This small booklet was originally put together for a BSBI (Scotland) workshop on the identification of common grasses. The guide is aimed at absolute beginnners and as such focuses on 20 common grasses found on neutral (as opposed to acidic) grasslands in the British Isles and contains no identification keys but uses a flow chart to separate out the features of these 20 grasses. There is no need for a microscope and a 10× hand lens should be adequate.
There seem to be three things that make identifying grasses difficult. In the first place, they don’t have petals you can count, colours you can categorise or leaves that are easily distinguished – they are at first sight so samey. Secondly, the keys used for identifying them have a whole new glossary of terms, and initially appear to be extraordinarily complicated. And finally, there are just so many of them to contend with – about 160 native British grass species.
This booklet introduces you to a mere twenty grass species: those you are most likely to find in neutral grassland. That is, the terrain is grassland as opposed to woodland, heath, bogs, saltmarshes or rocky mountains. It might be a meadow or rough grazing, roadside verge, forest clearing, clifftop, neglected garden, churchyard or similar. And the habitat is neutral as opposed to particularly acid (peat bog, moorland etc.) or particularly base-rich (chalkland, limestone pavement and so on).

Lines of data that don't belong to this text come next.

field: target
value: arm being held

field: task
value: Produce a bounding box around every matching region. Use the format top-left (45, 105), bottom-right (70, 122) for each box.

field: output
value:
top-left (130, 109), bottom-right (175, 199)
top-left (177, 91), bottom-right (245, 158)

These twenty are far and away the most commonly encountered in this sort of habitat. So much so, that if you find anything that is not dealt with here, then it is well worth studying further either the grass or the habitat, or both. One advantage of a sound knowledge of these 20 is that you will immediately be aware when something is nof one of these. Then you may have to embark on keys, or the advice of an expert, to decide which grass it is.